Et comme l’inconscient s’adresse aux autres inconscients par la voie du Symbolique, l’ancien éducateur de boxe Soral comprend intuitivement la symbolique de l’État dans le discours bainvillien. Par deux fois, il rappelle la «virilité» de la France monarchique, virilité qui repose moins dans la France que dans le monarque. Napoléon fut une mauvaise figure de Père pour Bainville qui écrit tout de go : «…il n’eût probablement mieux valu qu’il n’eût pas existé» (J. Bainville. Napoléon, Paris, Fayard, rééed. Livre de poche, Col. Historique, 1931, p. 496), ce qui est peu amène de dire cela de son modèle pour un biographe! C’est que la bonne figure de Père est venue après la mort de Bainville.
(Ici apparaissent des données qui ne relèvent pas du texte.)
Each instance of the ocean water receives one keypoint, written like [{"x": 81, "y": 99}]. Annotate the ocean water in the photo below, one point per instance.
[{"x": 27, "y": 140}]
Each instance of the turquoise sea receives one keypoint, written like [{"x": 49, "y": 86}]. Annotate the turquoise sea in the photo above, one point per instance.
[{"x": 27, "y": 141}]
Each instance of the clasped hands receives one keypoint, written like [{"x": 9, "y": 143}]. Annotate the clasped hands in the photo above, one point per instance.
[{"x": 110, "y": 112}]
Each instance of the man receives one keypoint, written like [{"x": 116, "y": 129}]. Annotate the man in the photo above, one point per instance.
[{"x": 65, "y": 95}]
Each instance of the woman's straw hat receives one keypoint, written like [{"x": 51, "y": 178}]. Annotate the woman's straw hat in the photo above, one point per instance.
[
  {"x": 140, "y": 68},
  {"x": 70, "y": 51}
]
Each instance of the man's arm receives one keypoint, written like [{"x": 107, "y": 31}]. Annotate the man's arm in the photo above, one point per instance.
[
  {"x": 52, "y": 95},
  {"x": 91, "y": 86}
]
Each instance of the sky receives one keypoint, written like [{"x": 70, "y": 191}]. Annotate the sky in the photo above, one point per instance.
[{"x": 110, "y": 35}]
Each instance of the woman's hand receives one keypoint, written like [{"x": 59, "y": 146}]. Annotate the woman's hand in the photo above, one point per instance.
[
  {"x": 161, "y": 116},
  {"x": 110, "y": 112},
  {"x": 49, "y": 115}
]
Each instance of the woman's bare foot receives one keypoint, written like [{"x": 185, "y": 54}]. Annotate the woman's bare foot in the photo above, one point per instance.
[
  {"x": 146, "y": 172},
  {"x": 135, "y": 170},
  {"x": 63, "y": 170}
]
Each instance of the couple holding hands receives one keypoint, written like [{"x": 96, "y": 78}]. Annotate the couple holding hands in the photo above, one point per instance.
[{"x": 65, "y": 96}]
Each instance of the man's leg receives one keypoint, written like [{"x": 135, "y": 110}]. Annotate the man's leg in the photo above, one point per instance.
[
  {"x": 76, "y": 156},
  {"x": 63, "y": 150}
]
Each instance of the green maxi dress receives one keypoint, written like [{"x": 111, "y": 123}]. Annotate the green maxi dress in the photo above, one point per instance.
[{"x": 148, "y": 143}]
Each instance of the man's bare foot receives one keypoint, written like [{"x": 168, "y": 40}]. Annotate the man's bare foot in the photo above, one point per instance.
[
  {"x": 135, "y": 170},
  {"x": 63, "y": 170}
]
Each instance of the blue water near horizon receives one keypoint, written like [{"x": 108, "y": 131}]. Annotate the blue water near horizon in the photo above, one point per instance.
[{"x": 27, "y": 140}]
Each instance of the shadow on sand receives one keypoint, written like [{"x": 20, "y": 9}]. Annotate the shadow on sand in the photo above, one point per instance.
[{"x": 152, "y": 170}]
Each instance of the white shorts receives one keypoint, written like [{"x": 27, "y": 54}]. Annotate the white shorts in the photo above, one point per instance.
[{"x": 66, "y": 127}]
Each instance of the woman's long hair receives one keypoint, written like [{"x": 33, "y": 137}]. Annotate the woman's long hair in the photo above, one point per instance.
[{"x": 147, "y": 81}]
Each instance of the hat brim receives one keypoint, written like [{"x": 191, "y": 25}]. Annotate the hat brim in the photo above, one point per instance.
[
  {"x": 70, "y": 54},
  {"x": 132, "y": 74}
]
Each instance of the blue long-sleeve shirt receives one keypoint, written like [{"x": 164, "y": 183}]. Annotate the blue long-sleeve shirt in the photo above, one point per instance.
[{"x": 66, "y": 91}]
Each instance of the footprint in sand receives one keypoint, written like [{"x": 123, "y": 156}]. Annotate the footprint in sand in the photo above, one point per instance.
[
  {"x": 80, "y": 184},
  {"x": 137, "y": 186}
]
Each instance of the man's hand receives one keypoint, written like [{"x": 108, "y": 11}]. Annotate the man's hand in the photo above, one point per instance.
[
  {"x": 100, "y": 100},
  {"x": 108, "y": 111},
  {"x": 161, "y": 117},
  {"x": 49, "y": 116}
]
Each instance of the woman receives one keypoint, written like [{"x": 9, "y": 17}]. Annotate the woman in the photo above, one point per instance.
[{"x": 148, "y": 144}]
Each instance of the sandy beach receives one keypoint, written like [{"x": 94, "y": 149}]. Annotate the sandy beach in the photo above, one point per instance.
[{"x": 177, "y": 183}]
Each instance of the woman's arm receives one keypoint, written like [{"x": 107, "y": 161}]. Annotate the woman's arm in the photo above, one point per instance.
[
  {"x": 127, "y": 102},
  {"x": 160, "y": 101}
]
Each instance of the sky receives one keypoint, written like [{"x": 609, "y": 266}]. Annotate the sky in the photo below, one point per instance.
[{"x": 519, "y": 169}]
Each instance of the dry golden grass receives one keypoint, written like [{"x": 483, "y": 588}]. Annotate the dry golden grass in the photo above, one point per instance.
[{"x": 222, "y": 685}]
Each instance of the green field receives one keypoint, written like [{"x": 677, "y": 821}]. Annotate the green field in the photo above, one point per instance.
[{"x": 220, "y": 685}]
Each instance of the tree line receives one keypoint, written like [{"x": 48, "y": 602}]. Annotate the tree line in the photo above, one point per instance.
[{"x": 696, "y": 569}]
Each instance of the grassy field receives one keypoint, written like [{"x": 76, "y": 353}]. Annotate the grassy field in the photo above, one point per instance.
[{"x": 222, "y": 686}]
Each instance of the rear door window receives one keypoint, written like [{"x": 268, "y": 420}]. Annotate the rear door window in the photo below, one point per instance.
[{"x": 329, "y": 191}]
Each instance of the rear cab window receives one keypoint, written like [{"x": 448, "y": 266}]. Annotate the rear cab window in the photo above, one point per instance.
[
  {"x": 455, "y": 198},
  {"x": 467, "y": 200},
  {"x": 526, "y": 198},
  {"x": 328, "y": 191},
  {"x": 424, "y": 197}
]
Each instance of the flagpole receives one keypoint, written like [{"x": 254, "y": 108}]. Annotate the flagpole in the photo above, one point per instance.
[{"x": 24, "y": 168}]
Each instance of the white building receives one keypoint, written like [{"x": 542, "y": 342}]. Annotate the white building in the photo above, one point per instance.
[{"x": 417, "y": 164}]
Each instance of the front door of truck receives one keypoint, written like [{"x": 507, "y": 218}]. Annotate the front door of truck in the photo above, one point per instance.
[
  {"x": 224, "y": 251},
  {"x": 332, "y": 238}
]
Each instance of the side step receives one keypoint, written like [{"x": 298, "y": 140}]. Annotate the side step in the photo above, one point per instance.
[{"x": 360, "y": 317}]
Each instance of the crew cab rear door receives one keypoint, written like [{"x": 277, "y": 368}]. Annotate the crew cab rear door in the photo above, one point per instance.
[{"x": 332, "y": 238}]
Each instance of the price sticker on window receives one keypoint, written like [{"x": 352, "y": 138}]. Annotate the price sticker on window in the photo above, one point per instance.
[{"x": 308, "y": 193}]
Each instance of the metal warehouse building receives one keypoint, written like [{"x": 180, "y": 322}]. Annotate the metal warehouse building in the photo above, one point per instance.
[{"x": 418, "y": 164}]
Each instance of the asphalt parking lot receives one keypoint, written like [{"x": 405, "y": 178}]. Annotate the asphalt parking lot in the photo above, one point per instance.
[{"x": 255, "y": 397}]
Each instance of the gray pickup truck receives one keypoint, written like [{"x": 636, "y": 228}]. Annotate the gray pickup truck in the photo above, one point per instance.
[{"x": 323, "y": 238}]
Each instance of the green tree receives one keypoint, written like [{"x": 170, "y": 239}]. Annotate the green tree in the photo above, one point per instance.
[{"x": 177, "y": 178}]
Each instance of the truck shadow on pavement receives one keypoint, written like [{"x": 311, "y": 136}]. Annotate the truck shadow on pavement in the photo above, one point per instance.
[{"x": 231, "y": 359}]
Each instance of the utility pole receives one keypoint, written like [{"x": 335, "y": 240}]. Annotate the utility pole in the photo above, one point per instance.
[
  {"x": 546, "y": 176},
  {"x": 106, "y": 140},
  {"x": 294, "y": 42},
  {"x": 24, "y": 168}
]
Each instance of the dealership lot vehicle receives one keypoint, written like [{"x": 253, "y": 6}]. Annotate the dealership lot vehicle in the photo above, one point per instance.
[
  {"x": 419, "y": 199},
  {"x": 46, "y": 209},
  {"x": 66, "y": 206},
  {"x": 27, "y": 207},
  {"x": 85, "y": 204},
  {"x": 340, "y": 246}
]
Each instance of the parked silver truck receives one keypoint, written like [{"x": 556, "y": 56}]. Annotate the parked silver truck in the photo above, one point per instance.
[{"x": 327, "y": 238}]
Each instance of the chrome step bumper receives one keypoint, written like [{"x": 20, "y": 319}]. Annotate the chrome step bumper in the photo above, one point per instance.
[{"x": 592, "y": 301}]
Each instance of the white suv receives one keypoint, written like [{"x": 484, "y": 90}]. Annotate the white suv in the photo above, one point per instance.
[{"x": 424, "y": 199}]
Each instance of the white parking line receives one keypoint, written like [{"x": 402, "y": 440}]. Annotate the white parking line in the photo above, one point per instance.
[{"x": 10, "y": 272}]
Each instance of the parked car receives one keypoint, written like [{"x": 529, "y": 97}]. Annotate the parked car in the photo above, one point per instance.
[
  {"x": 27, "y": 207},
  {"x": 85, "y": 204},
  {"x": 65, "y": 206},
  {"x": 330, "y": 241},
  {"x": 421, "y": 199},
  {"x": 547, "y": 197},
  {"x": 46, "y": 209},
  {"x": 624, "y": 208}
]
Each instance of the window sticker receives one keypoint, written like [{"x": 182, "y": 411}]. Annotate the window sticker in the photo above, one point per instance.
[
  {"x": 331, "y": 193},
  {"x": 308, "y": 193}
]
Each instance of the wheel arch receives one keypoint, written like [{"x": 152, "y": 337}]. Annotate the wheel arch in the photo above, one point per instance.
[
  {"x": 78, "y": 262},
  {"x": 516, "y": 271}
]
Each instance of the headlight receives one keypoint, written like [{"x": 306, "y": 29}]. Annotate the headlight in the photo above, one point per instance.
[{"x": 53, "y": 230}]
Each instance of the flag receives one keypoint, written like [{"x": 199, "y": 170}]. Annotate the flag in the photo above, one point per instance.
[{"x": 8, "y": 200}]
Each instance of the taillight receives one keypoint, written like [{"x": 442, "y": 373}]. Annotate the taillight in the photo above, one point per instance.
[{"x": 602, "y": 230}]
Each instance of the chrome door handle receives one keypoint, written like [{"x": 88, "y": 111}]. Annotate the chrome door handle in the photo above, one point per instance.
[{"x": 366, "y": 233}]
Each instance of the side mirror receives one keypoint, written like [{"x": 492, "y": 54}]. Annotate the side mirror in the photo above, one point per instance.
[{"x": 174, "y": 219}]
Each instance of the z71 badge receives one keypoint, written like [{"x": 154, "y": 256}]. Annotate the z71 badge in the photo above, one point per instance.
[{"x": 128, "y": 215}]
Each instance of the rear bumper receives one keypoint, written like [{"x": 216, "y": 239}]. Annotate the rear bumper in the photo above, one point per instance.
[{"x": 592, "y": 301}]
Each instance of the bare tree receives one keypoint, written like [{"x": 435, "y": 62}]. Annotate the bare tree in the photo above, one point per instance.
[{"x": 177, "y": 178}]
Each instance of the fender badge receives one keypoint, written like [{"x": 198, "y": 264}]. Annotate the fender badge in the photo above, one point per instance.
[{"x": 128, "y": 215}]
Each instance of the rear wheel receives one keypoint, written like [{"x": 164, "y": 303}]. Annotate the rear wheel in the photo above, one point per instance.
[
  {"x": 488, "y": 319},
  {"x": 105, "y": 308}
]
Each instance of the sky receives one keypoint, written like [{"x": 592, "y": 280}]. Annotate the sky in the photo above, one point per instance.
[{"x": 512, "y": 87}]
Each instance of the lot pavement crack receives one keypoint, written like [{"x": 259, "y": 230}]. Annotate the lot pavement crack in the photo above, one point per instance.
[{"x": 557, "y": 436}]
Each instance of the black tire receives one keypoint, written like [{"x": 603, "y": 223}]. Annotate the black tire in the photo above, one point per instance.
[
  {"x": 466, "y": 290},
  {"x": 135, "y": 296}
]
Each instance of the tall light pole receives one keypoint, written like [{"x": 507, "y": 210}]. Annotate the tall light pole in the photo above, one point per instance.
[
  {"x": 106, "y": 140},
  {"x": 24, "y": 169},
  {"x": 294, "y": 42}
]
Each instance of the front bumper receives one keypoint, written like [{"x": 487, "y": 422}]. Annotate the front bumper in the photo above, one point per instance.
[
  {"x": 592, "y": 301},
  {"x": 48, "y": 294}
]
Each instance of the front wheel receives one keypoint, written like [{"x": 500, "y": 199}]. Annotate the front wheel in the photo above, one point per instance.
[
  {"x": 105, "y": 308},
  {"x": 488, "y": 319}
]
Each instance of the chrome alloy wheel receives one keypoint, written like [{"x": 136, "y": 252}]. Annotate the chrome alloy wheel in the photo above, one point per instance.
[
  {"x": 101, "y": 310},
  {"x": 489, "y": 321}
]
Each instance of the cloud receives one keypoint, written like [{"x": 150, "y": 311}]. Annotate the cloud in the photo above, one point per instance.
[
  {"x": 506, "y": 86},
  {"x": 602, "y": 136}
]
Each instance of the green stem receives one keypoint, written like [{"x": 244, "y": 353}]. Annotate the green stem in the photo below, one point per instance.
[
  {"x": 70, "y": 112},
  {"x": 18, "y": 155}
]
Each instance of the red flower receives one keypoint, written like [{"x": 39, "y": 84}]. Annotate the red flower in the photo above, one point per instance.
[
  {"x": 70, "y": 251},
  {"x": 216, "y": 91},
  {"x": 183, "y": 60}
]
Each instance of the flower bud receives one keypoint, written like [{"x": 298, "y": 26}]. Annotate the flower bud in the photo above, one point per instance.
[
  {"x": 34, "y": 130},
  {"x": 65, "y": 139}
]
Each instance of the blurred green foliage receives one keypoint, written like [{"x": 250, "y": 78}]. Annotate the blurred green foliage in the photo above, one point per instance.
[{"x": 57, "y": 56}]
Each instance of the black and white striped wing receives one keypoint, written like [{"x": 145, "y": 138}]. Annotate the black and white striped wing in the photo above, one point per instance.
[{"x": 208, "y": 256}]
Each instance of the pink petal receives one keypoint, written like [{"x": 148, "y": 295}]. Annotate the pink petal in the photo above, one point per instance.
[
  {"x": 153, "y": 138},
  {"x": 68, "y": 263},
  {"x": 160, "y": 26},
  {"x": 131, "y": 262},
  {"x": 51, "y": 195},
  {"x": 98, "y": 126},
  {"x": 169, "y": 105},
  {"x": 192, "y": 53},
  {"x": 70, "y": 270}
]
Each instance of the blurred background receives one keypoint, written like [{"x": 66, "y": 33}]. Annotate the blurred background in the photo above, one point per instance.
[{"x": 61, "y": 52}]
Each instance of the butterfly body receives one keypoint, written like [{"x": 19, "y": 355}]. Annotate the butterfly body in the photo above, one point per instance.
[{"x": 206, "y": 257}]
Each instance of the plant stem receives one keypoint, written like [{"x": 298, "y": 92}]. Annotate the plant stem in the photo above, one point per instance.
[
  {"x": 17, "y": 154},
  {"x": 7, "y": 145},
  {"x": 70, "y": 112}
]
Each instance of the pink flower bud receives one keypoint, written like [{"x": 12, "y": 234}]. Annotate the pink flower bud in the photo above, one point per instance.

Comme dans une continuité historique qui serait oxymoron baroque, la bonne figure de Père s’est incarnée dans le Maréchal Pétain - qui reprochait à ses enfants, le peuple, d’être victime de l’esprit de jouissance - et du général De Gaulle, qui, à travers la constitution de 1958 qui fonda la Ve République, a redonné à la France une véritable figure de Père-État avec le nouveau statut du Président de la République. Comme je l’ai dit, Pétain et De Gaulle étaient deux grands lecteurs de Bainville et partageaient sa même vision de l’Histoire de la France.

Soral est en deçà de bien réaliser ce qui l’attire consciemment et inconsciemment à ce retour à la rhétorique maurrassienne ou bainvillienne. Ce communicateur profite moins de son manque d’érudition que de la pauvreté intellectuelle d’une jeunesse sortie des classes de la République qui a été victime, en France comme ailleurs, des réformes pédagogiques inefficaces ou dont les choix de spécialisation ont été orientés en fonction de la production économique. La pauvreté de la culture signifie la pauvreté de l’esprit et un communicateur de talent comme Alain Soral profite d’un exercice facile pour convaincre un auditoire qui ne cherche qu’à se laisser convaincre …de n’importe quoi qui catalyse ses rancunes, ses frustrations et son manque d’espérance dans la venue d’une solution «messianique». Voilà pourquoi il complète le tour avec le livre de Thoreau, Walden. Le monde de Thoreau est pour lui l’équivalent de l’esprit français… en Amérique. Contre les fricoteurs de Wall Street et les gays de San Francisco, c’est l’esprit américain sain, libre, autonome que représente l'auteur de Walden. Thoreau, c’est le promoteur de la désobéissance civile qui est la stratégie de «Vérité et réconciliation» contre la République bourgeoise «enjuivée», comme on aurait dit à l’époque de Bainville. Mais Soral en a encore moins à dire sur ce «classique» qu’il pouvait s’épancher sur les leçons offertes par l’Histoire de France de Bainville.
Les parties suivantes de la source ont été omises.